The battle against cancer in its different expressions is still one of the most important goals for scientists of our time. Researchers do not stop finding new mechanisms against its manifestations.
One of them reports the discovery of genes that function actively in most types of human cancer, which means that the findings could potentially be extended to others with a high presence of these genes.
Specialists at Queen Mary University of London also examined a chemical library, commonly used for drug discovery, and found two substances that could target the two genes specifically and make resistant cancer cells almost 30 times more sensitive to a common chemotherapy drug called cisplatin.
How do they work?
By lowering the levels of the two genes, the compound could be given alongside existing chemotherapy treatment, such as cisplatin. One of these substances is a fungal toxin, sirodesmin A, and the other, carfilzomib, comes from a bacterium.
This shows that there may be existing drugs that can be repurposed to target new causes of disease, which may be cheaper than having to develop and produce new ones.
The research, led by specialists at Queen Mary and published in Molecular Cancer, is the first evidence that the NEK2 and INHBA genes cause chemoresistance in head and neck squamous cell carcinoma (HNSCC) and gene silencing of either. it overrides that opposition to multiple drugs.
Old remedies for new problems
Scientists first used a method known as data mining to identify genes that may be affecting tumor responsiveness to drug therapy.

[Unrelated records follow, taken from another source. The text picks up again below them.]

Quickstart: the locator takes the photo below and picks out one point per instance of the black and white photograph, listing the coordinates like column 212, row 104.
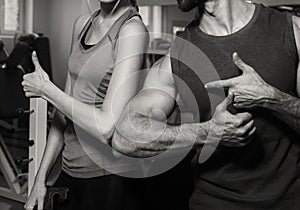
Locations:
column 149, row 104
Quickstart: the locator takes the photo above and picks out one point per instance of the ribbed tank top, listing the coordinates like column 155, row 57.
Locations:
column 266, row 171
column 91, row 70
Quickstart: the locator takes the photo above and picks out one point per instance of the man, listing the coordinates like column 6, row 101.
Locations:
column 255, row 50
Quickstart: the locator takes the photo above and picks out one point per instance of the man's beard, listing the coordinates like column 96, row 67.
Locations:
column 187, row 5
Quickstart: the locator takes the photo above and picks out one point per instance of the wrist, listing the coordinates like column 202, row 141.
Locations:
column 273, row 96
column 202, row 132
column 49, row 90
column 41, row 177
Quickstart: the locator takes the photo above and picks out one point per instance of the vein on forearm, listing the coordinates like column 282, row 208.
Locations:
column 146, row 137
column 287, row 107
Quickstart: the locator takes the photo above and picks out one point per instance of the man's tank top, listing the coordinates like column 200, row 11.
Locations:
column 91, row 70
column 267, row 170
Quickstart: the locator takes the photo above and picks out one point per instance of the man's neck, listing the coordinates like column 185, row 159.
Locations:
column 224, row 17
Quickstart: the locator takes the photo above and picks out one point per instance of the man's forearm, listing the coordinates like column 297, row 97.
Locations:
column 286, row 107
column 148, row 137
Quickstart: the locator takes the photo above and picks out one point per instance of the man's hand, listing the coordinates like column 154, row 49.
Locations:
column 35, row 83
column 249, row 89
column 228, row 129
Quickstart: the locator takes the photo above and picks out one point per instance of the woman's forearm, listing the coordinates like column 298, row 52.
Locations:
column 53, row 148
column 84, row 116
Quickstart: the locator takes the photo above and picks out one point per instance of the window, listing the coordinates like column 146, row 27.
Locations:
column 11, row 16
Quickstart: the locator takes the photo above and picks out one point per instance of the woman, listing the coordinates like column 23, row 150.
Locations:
column 107, row 48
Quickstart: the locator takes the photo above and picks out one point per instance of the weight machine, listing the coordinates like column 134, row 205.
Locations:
column 17, row 113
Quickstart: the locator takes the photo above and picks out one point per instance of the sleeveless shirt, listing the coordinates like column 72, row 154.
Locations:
column 266, row 171
column 90, row 70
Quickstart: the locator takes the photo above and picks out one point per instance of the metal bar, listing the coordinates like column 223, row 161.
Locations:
column 37, row 133
column 7, row 170
column 4, row 192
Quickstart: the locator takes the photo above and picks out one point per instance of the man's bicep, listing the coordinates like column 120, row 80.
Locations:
column 160, row 76
column 159, row 91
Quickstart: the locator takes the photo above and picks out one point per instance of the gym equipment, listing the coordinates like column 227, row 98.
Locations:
column 17, row 113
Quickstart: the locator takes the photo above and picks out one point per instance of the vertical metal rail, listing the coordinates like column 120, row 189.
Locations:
column 38, row 119
column 37, row 134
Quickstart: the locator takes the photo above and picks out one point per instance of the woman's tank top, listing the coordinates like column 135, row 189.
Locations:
column 90, row 70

They tested 28 in 12 strains of chemoresistant cancer cell lines and found 4 significant genes that were particularly responsive. They then investigated them further and tested for multidrug resistance.
These results are a promising step for future cancer patients to receive personalized treatment based on their genes and tumor type that will give them a better survival rate and treatment outcome.

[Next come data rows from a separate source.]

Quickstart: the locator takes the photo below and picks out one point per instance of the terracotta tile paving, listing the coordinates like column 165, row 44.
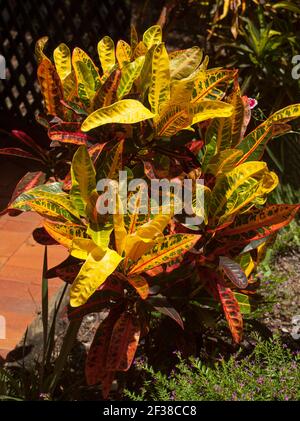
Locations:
column 21, row 261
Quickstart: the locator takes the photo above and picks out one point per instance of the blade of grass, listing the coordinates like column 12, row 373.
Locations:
column 66, row 348
column 51, row 341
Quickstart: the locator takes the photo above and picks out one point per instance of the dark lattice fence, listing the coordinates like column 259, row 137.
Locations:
column 22, row 22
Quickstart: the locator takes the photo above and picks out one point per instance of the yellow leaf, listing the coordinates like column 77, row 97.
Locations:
column 173, row 118
column 130, row 72
column 87, row 76
column 126, row 111
column 39, row 49
column 93, row 273
column 106, row 52
column 206, row 109
column 172, row 247
column 62, row 60
column 159, row 91
column 123, row 53
column 212, row 84
column 185, row 63
column 51, row 88
column 245, row 185
column 145, row 237
column 119, row 227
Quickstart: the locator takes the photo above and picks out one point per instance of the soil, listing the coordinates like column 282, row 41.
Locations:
column 284, row 316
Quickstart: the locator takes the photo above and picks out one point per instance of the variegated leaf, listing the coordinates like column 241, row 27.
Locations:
column 51, row 88
column 62, row 60
column 106, row 52
column 159, row 91
column 233, row 271
column 126, row 111
column 169, row 249
column 140, row 284
column 93, row 273
column 185, row 62
column 87, row 76
column 172, row 119
column 123, row 53
column 212, row 84
column 130, row 72
column 203, row 110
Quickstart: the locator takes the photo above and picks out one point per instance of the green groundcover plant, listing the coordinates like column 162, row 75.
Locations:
column 271, row 372
column 153, row 115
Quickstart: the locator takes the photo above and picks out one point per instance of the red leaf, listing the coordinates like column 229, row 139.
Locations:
column 234, row 272
column 28, row 141
column 124, row 342
column 41, row 236
column 214, row 284
column 20, row 153
column 232, row 311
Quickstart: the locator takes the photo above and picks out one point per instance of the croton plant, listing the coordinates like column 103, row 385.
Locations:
column 152, row 114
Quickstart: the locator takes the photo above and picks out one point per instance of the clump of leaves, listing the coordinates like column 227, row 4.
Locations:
column 154, row 114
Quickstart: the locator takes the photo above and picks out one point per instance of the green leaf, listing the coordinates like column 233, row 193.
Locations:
column 152, row 36
column 87, row 76
column 130, row 72
column 62, row 60
column 83, row 179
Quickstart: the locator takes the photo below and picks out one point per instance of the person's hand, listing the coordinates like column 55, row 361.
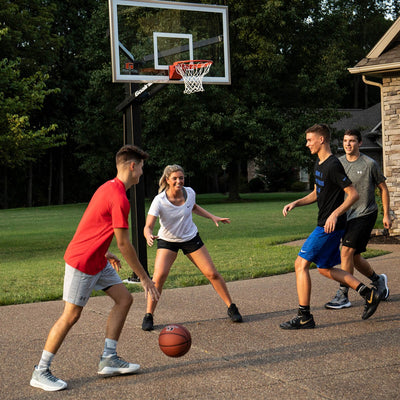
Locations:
column 219, row 219
column 387, row 222
column 150, row 289
column 150, row 239
column 114, row 261
column 330, row 223
column 287, row 208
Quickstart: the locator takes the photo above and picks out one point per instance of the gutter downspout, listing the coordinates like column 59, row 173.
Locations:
column 380, row 86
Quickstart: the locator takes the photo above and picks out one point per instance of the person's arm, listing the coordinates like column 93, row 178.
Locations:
column 387, row 221
column 129, row 253
column 304, row 201
column 204, row 213
column 113, row 260
column 148, row 229
column 351, row 197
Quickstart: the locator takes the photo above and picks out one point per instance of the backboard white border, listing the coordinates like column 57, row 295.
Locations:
column 115, row 44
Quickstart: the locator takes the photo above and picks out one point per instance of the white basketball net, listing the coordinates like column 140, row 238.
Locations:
column 192, row 73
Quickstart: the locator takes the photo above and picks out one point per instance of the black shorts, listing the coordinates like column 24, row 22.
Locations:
column 187, row 247
column 358, row 231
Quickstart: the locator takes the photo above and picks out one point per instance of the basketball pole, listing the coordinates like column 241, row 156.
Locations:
column 132, row 134
column 132, row 131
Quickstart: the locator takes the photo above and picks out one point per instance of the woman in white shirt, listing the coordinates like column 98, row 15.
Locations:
column 174, row 206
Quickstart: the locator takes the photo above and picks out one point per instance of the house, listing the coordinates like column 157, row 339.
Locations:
column 381, row 68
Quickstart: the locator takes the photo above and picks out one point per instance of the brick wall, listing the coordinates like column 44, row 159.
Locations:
column 391, row 144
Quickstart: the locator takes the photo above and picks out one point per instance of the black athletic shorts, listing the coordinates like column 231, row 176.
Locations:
column 358, row 231
column 187, row 247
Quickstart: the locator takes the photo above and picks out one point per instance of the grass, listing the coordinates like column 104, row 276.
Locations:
column 33, row 242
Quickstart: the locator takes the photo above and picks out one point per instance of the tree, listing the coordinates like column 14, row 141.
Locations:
column 20, row 142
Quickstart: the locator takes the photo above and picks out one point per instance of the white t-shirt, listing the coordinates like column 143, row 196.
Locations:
column 176, row 222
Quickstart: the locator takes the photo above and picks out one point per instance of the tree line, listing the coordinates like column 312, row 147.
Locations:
column 59, row 127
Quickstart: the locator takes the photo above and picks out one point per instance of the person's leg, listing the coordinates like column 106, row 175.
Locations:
column 340, row 276
column 117, row 316
column 162, row 265
column 303, row 280
column 110, row 363
column 304, row 319
column 202, row 260
column 42, row 377
column 60, row 329
column 377, row 280
column 371, row 295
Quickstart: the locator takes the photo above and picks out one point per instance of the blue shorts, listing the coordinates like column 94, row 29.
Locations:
column 322, row 248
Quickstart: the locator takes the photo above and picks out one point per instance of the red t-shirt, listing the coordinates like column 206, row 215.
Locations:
column 108, row 209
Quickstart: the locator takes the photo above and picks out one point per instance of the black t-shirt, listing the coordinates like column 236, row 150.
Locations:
column 330, row 180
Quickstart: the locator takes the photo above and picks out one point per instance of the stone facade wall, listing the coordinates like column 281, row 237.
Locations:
column 391, row 145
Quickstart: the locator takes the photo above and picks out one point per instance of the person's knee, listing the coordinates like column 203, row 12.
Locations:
column 213, row 276
column 347, row 252
column 325, row 272
column 126, row 300
column 300, row 265
column 71, row 317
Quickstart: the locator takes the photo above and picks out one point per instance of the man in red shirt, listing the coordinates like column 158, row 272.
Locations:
column 90, row 266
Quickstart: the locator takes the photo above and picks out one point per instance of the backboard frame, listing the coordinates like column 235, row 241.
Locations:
column 117, row 46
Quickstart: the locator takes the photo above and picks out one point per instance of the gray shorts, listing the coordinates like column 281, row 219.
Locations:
column 78, row 286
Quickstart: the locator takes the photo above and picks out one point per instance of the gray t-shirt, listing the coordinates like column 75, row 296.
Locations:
column 365, row 175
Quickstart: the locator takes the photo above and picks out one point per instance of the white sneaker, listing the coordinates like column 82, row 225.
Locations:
column 44, row 379
column 115, row 365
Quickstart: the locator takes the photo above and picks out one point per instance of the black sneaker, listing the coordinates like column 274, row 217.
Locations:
column 147, row 324
column 234, row 313
column 299, row 322
column 339, row 301
column 371, row 303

Unfortunately, there are many people who do not respond to chemotherapy or radiation. But our study has shown that, at least in head and neck cancers, it’s these two genes that could be behind it, which can then be targeted to fight chemoresistance.
Treatment that does not work is detrimental to both health systems and the patients themselves.
There can be costs associated with prolonged treatment and hospital stays, and “naturally, it is extremely difficult for people with cancer when their treatment does not have the results they expect.
90% of all head and neck cancers are caused by HNSCC, with tobacco and alcohol use being key associations.
There are 12,422 new cases of head and neck cancer each year, and the overall 5-year survival rate for patients with advanced HNSCC is less than 25%. One of the main causes of the low survival rates of HNSCC is due to treatment failure resulting from resistance to chemotherapy and/or radiation therapy.
Unlike lung and breast cancer patients, all HNSCC patients receive nearly the same treatment combinations regardless of the genetic makeup of their cancer. The specialists who were part of this research are Neha Khera, Asvika Soodhalaagunta Rajkumar, Khlood Abdulkader M Alkurdi, Zhiao Liu, Hong Ma and Ahmad Waseem.